Materials and methods
Materials
Silver nitrate (AgNO3) and 1,1-diphenyl-2-picrylhydrazyl (DPPH) were purchased from Sigma-Aldrich (St. Louis, MO). Sodium borohydride (NaBH4) was purchased from Fluka (St. Louis, MO). Muller Hinton (MH) medium was purchased from Merck (Darmstadt, Germany). Sodium chloride, yeast extract and tryptone were purchased from VWR chemical (Leicestershire, UK), CONDA (Madrid, Spain) and Criterion™ (Santa Maria, CA), respectively. All chemical used were of analytical grade.

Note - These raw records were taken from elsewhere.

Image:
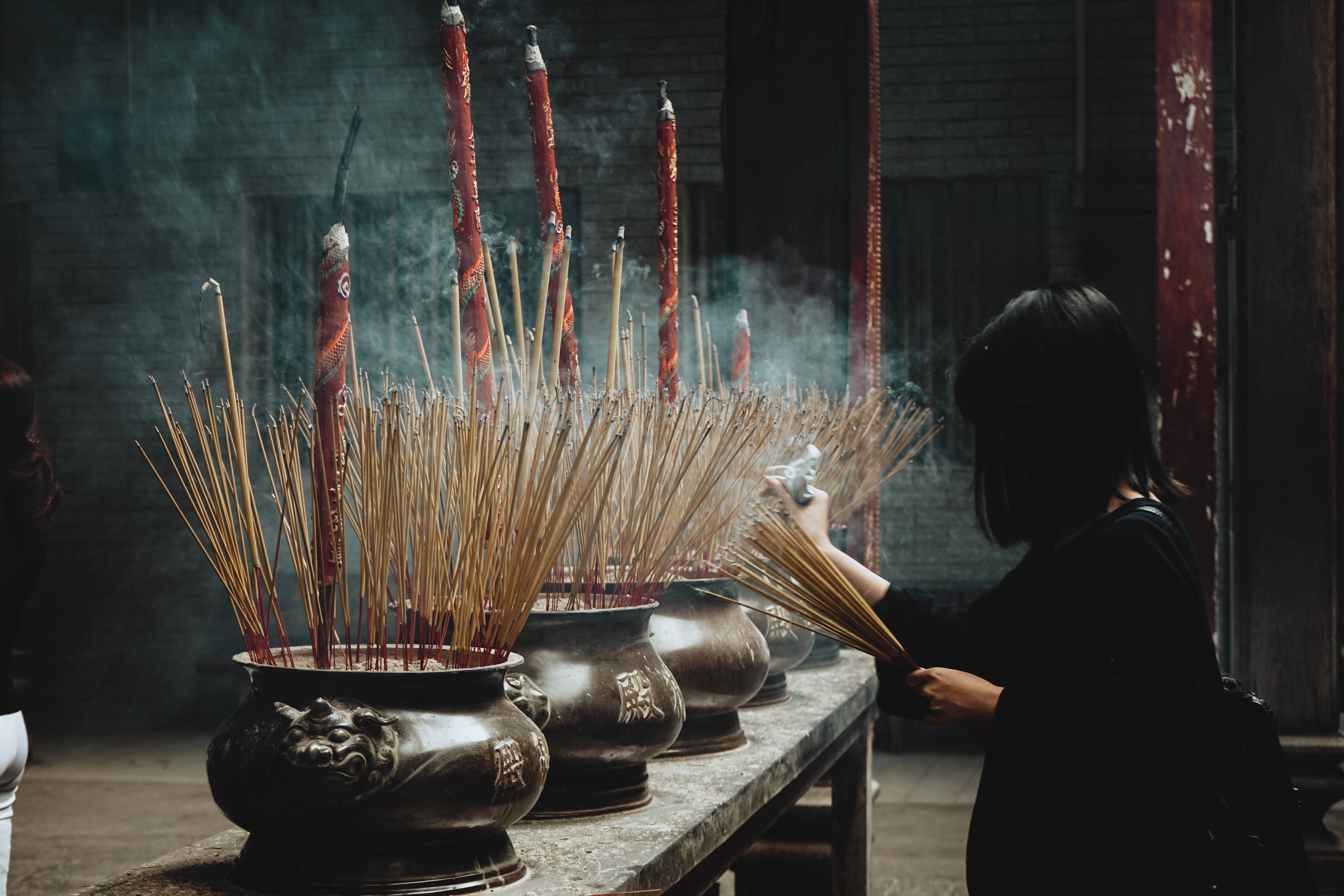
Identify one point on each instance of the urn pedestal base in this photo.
(304, 868)
(710, 733)
(595, 793)
(776, 690)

Plasmid DNA extraction and purification
The plasmid DNA was prepared by alkaline lysis and phenol–chloroform extraction based on Sambrook et al. [Citation24]. A single colony of Escherichia coli containing the plasmid DNA, pGADT7 AD (Clontech, Mountain View, CA), was cultured in 4 ml Luria–Bertani (LB) broth containing 50 µg/ml of ampicillin at 37 °C for 6 h before transferring to culture in 200 ml fresh medium for another 18 h. The bacterial cells were harvested by centrifugation at 8000g for 2 min. The cell pellet was resuspended in 1 ml GTE buffer (50 mM glucose, 25 mM Tris-HCl pH 8.0 and 10 mM EDTA pH 8.0) and lysed in 2 ml lysis buffer (0.2 N NaOH, 1% SDS) on ice for 5 min. After adding 1.5 ml neutralization buffer (5 M potassium acetate pH 5.2), the mixture was centrifuged at 12,000g at 4 °C for 5 min to remove cell debris. The collected supernatant was mixed with one volume of isopropanol to precipitate the DNA. After DNA pellet was collected by centrifuging, it was washed once with 70% ethanol and subsequently air-dried. The DNA was treated with RNase (300 µg/ml) at 37 °C for 1 h before purifying by adding an equal volume of phenol–chloroform solution (25:25, v/v). After a centrifugation, the aqueous phase was extracted once with chloroform. The aqueous phase was collected to precipitate the DNA by adding 2.5 volumes of ethanol and 0.1 volume of 3 M sodium acetate. The DNA pellet was collected by a centrifugation and washed once with 70% ethanol, before dissolving in sterile deionized water. The DNA concentration was determined by a Nanodrop® ND-1000 Spectrophotometer (Nanodrop Technologies, Wilmington, DE). The purified plasmid DNA was visualized on a 0.8% the agarose gel.
Synthesis of AgNPs
To synthesize AgNPs, the plasmid DNA was heat-denatured in boiling water for 5 min and immediately put on ice before using. The seeds of AgNPs were prepared in the reaction containing 1.0 mM silver nitrate (2 ml), 2.0 mM NaBH4 (6 ml) and the DNA (20 µg) at room temperature for 5 min. The reaction was then exposed to different wavelengths of LED lights for 24 h; blue light (λmax = 460 nm, 20 W), green light (λmax = 520 nm, 20 W) and red light (λmax = 620 nm, 20 W). The reactions with no light exposure and no DNA were used as the controls. The formation of AgNPs was monitored by measuring the absorbance at 300–900 nm by a spectrophotometer (Analytik Jena, Jena, Germany). To study the effect of DNA content, the reactions contained different amounts of DNA (10, 20 and 40 μg) were also prepared before exposing to the 460-nm LEDs for 24 h. In addition, the formation of AgNPs in a time course of 24 h was studied by sampling the reactions using 20 and 40 μg DNA at 3, 6, 12 and 24 h.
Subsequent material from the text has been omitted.